I want to use pg_trgm for auto-suggest functionality. I
created a Materialized View with the information that I need,
with the relevant columns being (keywords text, rank int).
keywords is the column from which I build the tri-grams, and
rank is some popularity factor so that popular results will show
up higher than less popular results given the same tri-gram
distance.
I want to return results in the order of [distance],
[distance_word], [rank]. The input comes from the user and is
not known in advance.
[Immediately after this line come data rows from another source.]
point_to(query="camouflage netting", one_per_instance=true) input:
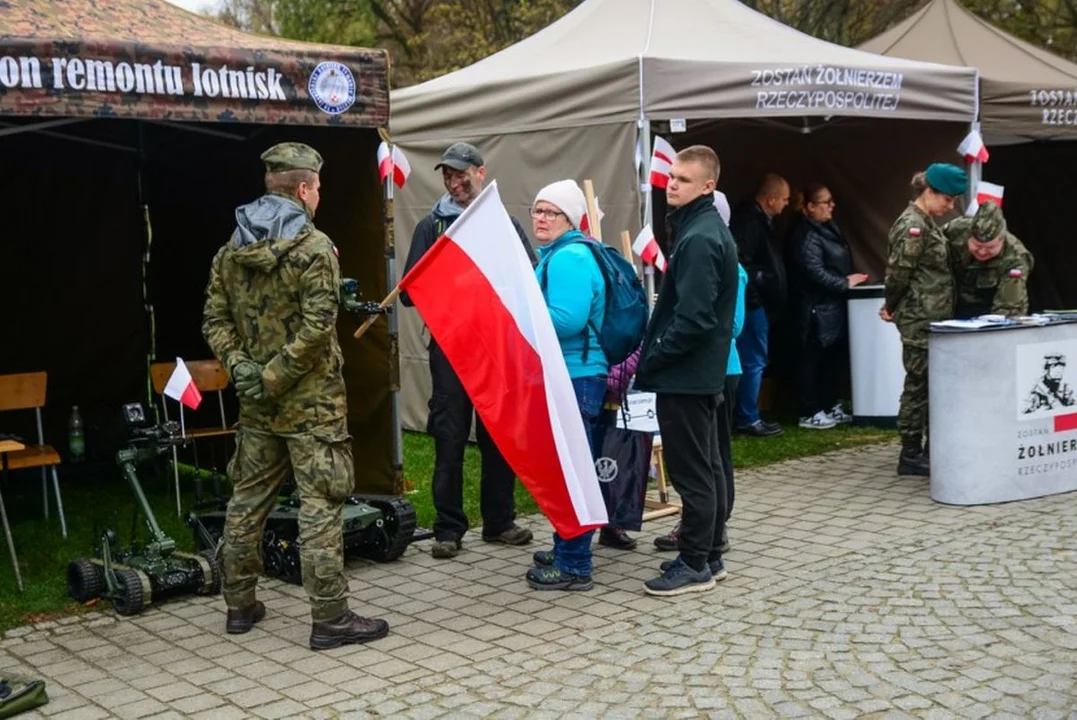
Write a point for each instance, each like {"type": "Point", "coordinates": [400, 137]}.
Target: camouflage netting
{"type": "Point", "coordinates": [150, 59]}
{"type": "Point", "coordinates": [91, 147]}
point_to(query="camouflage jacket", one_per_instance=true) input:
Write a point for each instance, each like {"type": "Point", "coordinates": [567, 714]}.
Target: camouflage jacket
{"type": "Point", "coordinates": [274, 300]}
{"type": "Point", "coordinates": [1043, 397]}
{"type": "Point", "coordinates": [999, 285]}
{"type": "Point", "coordinates": [919, 286]}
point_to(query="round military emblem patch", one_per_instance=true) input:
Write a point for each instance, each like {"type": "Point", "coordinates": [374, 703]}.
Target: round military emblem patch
{"type": "Point", "coordinates": [606, 469]}
{"type": "Point", "coordinates": [332, 87]}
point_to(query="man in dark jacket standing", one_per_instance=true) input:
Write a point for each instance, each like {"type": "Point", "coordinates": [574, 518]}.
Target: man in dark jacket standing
{"type": "Point", "coordinates": [683, 362]}
{"type": "Point", "coordinates": [753, 228]}
{"type": "Point", "coordinates": [450, 409]}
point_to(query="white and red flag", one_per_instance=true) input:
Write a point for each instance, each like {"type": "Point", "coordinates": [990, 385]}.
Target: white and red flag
{"type": "Point", "coordinates": [985, 192]}
{"type": "Point", "coordinates": [647, 249]}
{"type": "Point", "coordinates": [393, 163]}
{"type": "Point", "coordinates": [585, 223]}
{"type": "Point", "coordinates": [661, 163]}
{"type": "Point", "coordinates": [973, 149]}
{"type": "Point", "coordinates": [500, 340]}
{"type": "Point", "coordinates": [181, 386]}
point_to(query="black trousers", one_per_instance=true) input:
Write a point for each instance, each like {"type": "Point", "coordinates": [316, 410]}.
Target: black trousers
{"type": "Point", "coordinates": [449, 424]}
{"type": "Point", "coordinates": [817, 372]}
{"type": "Point", "coordinates": [726, 409]}
{"type": "Point", "coordinates": [689, 428]}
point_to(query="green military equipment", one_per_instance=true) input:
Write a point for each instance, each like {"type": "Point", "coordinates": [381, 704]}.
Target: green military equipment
{"type": "Point", "coordinates": [19, 693]}
{"type": "Point", "coordinates": [133, 577]}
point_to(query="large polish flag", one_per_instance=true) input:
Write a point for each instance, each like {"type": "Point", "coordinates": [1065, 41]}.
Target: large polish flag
{"type": "Point", "coordinates": [477, 293]}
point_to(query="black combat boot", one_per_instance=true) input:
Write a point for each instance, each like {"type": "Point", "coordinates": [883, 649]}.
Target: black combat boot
{"type": "Point", "coordinates": [241, 621]}
{"type": "Point", "coordinates": [346, 630]}
{"type": "Point", "coordinates": [912, 460]}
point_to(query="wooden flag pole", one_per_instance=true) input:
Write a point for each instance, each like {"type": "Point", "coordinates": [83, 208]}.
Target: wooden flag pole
{"type": "Point", "coordinates": [592, 210]}
{"type": "Point", "coordinates": [385, 304]}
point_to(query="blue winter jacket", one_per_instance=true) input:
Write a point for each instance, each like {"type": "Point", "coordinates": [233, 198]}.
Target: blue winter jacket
{"type": "Point", "coordinates": [733, 366]}
{"type": "Point", "coordinates": [575, 296]}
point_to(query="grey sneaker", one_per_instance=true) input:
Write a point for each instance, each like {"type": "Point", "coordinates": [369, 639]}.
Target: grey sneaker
{"type": "Point", "coordinates": [445, 549]}
{"type": "Point", "coordinates": [680, 579]}
{"type": "Point", "coordinates": [514, 535]}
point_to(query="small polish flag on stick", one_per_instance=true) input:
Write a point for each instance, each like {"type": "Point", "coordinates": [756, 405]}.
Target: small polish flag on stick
{"type": "Point", "coordinates": [393, 161]}
{"type": "Point", "coordinates": [585, 223]}
{"type": "Point", "coordinates": [985, 192]}
{"type": "Point", "coordinates": [647, 249]}
{"type": "Point", "coordinates": [974, 149]}
{"type": "Point", "coordinates": [661, 163]}
{"type": "Point", "coordinates": [181, 386]}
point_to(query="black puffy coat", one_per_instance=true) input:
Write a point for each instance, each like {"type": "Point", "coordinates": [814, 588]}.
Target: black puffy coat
{"type": "Point", "coordinates": [820, 263]}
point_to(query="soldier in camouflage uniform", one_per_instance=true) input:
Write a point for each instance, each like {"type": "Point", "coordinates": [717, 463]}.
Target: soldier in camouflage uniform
{"type": "Point", "coordinates": [1051, 392]}
{"type": "Point", "coordinates": [990, 265]}
{"type": "Point", "coordinates": [270, 319]}
{"type": "Point", "coordinates": [919, 291]}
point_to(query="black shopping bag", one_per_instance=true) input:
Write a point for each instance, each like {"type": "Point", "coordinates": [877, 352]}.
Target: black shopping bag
{"type": "Point", "coordinates": [624, 468]}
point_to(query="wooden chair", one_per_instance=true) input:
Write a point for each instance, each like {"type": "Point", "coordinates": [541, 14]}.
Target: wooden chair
{"type": "Point", "coordinates": [26, 391]}
{"type": "Point", "coordinates": [209, 377]}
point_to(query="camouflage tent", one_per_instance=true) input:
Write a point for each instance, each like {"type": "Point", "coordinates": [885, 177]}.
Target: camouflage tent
{"type": "Point", "coordinates": [129, 131]}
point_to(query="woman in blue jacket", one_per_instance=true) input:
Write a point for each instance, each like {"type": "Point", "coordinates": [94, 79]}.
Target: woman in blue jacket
{"type": "Point", "coordinates": [574, 291]}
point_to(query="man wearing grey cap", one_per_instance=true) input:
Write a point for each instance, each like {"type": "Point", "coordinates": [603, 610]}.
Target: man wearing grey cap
{"type": "Point", "coordinates": [463, 172]}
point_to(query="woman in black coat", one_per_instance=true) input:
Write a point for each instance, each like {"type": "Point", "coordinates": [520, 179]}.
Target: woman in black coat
{"type": "Point", "coordinates": [821, 268]}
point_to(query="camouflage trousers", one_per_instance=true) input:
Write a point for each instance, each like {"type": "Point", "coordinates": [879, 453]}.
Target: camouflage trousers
{"type": "Point", "coordinates": [324, 475]}
{"type": "Point", "coordinates": [912, 414]}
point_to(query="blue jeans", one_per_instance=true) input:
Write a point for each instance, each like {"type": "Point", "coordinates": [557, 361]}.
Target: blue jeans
{"type": "Point", "coordinates": [574, 556]}
{"type": "Point", "coordinates": [752, 348]}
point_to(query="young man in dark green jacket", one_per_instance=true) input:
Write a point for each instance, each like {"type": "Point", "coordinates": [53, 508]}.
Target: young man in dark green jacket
{"type": "Point", "coordinates": [683, 362]}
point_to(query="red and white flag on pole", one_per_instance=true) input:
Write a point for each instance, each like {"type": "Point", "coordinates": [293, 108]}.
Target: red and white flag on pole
{"type": "Point", "coordinates": [499, 337]}
{"type": "Point", "coordinates": [585, 223]}
{"type": "Point", "coordinates": [393, 161]}
{"type": "Point", "coordinates": [647, 249]}
{"type": "Point", "coordinates": [661, 163]}
{"type": "Point", "coordinates": [181, 386]}
{"type": "Point", "coordinates": [973, 149]}
{"type": "Point", "coordinates": [985, 192]}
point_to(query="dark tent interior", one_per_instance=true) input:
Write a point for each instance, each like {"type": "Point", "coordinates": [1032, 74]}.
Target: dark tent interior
{"type": "Point", "coordinates": [71, 264]}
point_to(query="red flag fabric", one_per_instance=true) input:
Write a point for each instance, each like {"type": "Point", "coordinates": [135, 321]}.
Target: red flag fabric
{"type": "Point", "coordinates": [647, 249]}
{"type": "Point", "coordinates": [181, 386]}
{"type": "Point", "coordinates": [661, 163]}
{"type": "Point", "coordinates": [500, 340]}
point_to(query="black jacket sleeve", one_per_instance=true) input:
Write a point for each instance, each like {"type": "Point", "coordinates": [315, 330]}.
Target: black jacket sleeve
{"type": "Point", "coordinates": [527, 243]}
{"type": "Point", "coordinates": [422, 240]}
{"type": "Point", "coordinates": [814, 269]}
{"type": "Point", "coordinates": [753, 252]}
{"type": "Point", "coordinates": [695, 277]}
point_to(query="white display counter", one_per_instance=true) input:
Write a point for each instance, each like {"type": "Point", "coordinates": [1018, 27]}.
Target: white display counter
{"type": "Point", "coordinates": [875, 360]}
{"type": "Point", "coordinates": [1003, 412]}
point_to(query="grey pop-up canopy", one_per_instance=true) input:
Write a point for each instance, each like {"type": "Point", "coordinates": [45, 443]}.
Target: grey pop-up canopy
{"type": "Point", "coordinates": [1025, 90]}
{"type": "Point", "coordinates": [578, 98]}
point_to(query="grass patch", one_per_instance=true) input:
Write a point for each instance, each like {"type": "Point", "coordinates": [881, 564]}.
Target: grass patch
{"type": "Point", "coordinates": [97, 497]}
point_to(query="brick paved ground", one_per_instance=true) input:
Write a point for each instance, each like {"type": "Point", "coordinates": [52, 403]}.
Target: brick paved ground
{"type": "Point", "coordinates": [851, 594]}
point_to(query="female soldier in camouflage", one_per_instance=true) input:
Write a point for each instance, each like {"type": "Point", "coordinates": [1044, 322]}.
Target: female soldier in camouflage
{"type": "Point", "coordinates": [919, 292]}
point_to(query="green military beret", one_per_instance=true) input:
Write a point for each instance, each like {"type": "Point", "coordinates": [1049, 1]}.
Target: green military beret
{"type": "Point", "coordinates": [947, 179]}
{"type": "Point", "coordinates": [989, 223]}
{"type": "Point", "coordinates": [292, 156]}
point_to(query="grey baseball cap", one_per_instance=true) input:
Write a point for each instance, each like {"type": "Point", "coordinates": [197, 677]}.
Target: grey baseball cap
{"type": "Point", "coordinates": [461, 156]}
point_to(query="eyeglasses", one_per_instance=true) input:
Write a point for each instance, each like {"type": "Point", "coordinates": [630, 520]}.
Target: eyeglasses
{"type": "Point", "coordinates": [544, 213]}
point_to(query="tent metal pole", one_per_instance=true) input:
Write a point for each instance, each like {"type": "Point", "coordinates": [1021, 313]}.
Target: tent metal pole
{"type": "Point", "coordinates": [648, 270]}
{"type": "Point", "coordinates": [392, 318]}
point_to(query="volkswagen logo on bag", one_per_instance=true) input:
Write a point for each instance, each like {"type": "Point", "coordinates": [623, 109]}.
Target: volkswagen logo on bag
{"type": "Point", "coordinates": [606, 469]}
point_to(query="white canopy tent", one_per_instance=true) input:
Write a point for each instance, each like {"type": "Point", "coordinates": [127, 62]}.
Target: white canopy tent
{"type": "Point", "coordinates": [579, 98]}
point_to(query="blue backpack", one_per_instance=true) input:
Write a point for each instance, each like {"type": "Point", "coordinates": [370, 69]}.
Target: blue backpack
{"type": "Point", "coordinates": [626, 312]}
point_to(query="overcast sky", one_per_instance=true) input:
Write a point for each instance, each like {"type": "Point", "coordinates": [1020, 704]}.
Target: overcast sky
{"type": "Point", "coordinates": [196, 5]}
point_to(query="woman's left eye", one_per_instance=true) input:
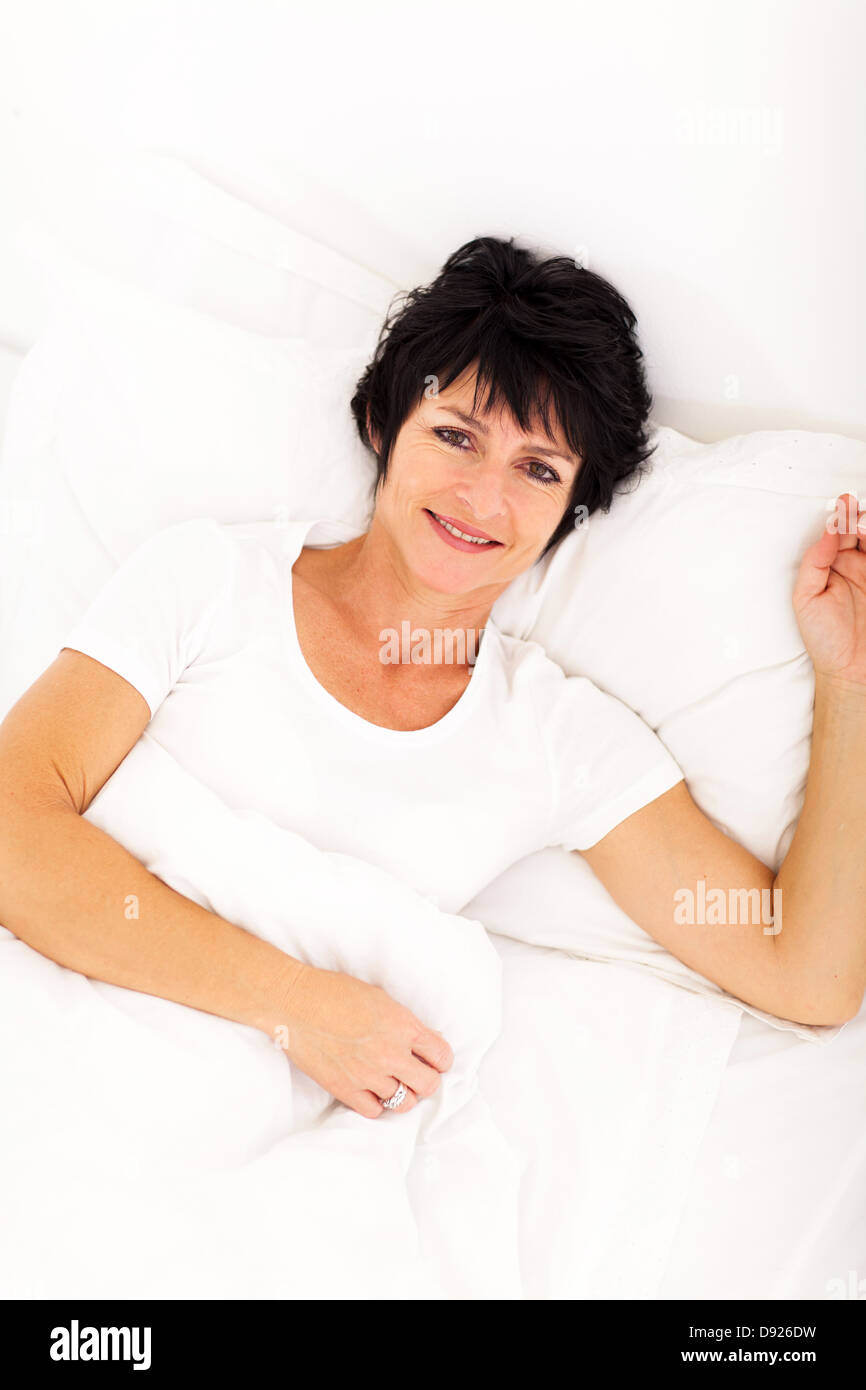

My query is as follows:
SELECT title
,id
,(input <-> keywords) AS distance
,(input <<-> keywords) AS
distance_word
,rank
FROM (VALUES (cast('red pill' AS text)))
consts(input)
,mv_autosuggest
ORDER BY 3, 4, 5
LIMIT 20;
This gives me pretty good results, but it takes too long and is
not likely to scale well.
I have created two indexes but neither seem to be used:
CREATE INDEX mv_autosuggest_keywords_tgrm_gist ON
staging.mv_autosuggest USING gist (keywords gist_trgm_ops);
CREATE INDEX mv_autosuggest_keywords_tgrm_gin ON
staging.mv_autosuggest USING gin (keywords gin_trgm_ops);
This is the result of explain analyze:
QUERY
PLAN
|
-------------------------------------------------------------------------------------------------------------------------------------------|
Limit (cost=356.41..356.46 rows=20 width=51) (actual
time=163.132..163.135 rows=20
loops=1) |
-> Sort (cost=356.41..372.96 rows=6619 width=51)
(actual time=163.130..163.131 rows=20
loops=1) |
Sort Key: (('red pill'::text <->
mv_autosuggest.keywords)), (('red pill'::text <<->
mv_autosuggest.keywords)), mv_autosuggest.rank |
Sort Method: top-N heapsort Memory:
28kB
|
-> Seq Scan on mv_autosuggest (cost=0.00..180.29
rows=6619 width=51) (actual time=0.263..161.289 rows=6619
loops=1) |
Planning time: 0.139
ms
|
Execution time: 163.174
ms
|
How can I improve the performance here?
This can be improved if you use sort only by distances